Selon un propriétaire d’une pharmacie en zone urbaine de Musaga, le prix des médicaments a presque triplé dans les pharmacies de gros où les pharmacies de détail s’approvisionnaient. La raison donnée est le manque de devises. Ici, on n’ignore pas l’indisponibilité de certains médicaments. « Face à cette situation, certains gérants des pharmacies préfèrent des médicaments frauduleux qui par conséquent sont moins chers. Moi-même je viens de passer trois mois sans me procurer des médicaments faute de moyens », se désole-t-il.
Un autre gérant d’une pharmacie explique que toutes les sortes de médicaments proposées sont chères. Des gens préfèrent des médicaments de substitution. « Non seulement les médicaments sont très chers mais aussi l’approvisionnement se fait par favoritisme. Ce n’est pas n’importe qui qui est servi. Tout cela est un élément catalyseur de la spéculation autour des médicaments ».
Un responsable d’une pharmacie de gros confirme que les prix des médicaments pour enfants ont fortement augmenté. « C’est une réalité indéniable Les prix de tous les médicaments ont fortement augmenté à cause du manque de devises ».
« A cause de la flambée des prix d’autres produits, les pharmacies revoient à la hausse ceux du médicament pour couvrir les charges liées au fonctionnement. Elles augmentent aussi les prix pour garder leur bénéfice », explique un agent d’une pharmacie au centre-ville.
Un opérateur dans ce secteur explique que la question est complexe. Il évoque le retard dans le paiement des fournisseurs étrangers à cause du manque des devises. « Une facture d’importation peut passer trois mois sans être payée. Cela entraîne des retards dans la livraison », se lamente-t-il. Et d’ajouter que ce retard expose les importateurs aux pénalités de retard. « Ces dernières se répercutent sur les prix des médicaments et c’est le patient qui est la première victime. »
Pour d’autres observateurs, la flambée des prix ne serait pas très désastreuse si les services de contrôle de qualité des médicaments étaient vigilants. Ils s’inquiètent que des contrefaçons en provenance de la Chine et de certains pays arabes via la RDC et d’autres pays limitrophes, risquent d’inonder le marché. Avec le risque imminent, d’après eux, du développement du marché noir. « La spéculation est surtout due à la défaillance de la réglementation du secteur pharmaceutique et à la mauvaise application des textes en vigueur ».
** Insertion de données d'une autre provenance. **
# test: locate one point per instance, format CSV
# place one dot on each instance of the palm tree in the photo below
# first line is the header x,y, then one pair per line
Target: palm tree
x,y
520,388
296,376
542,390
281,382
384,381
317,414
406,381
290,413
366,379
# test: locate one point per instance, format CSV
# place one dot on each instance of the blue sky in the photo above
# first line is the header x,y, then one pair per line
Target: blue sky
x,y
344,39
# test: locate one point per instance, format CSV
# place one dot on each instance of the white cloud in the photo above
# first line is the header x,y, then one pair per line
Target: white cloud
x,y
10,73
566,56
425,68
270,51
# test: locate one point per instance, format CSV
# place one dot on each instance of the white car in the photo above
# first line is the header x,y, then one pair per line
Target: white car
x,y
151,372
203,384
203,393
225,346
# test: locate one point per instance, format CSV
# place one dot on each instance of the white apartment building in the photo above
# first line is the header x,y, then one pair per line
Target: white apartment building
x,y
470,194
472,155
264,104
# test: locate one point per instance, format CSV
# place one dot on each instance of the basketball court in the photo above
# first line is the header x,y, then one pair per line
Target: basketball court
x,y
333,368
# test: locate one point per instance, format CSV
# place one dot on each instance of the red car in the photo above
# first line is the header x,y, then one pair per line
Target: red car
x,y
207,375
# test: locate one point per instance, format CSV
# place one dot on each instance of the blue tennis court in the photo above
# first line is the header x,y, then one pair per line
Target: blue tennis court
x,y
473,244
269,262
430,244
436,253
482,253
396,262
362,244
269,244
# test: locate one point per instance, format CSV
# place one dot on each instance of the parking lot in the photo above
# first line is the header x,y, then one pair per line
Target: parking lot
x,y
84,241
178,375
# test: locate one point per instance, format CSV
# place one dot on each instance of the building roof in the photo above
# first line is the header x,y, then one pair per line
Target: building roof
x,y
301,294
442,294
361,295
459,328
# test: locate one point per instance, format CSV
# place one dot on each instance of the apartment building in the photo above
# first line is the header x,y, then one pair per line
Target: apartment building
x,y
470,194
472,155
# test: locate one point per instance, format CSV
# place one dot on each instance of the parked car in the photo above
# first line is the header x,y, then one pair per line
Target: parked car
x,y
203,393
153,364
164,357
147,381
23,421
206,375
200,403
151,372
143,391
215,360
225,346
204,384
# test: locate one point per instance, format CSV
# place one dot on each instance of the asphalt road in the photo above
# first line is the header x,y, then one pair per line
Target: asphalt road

Vente clandestine des médicaments
Les vendeurs des médicaments à la sauvette s’observent. A Bujumbura, on les retrouve surtout derrière l’ancien marché central. Des médicaments de plusieurs sortes y sont vendus. Cela va du simple paracétamol pour la fièvre à l’insuline pour les diabétiques.
Ils les portent dans des sacs à dos. Pour ne pas être appréhendés par la police, ils observent les mouvements des gens. Si la confiance s’installe, ils acceptent qu’ils soient des vendeurs. Par-là, ils montrent aux clients les médicaments dont ils disposent.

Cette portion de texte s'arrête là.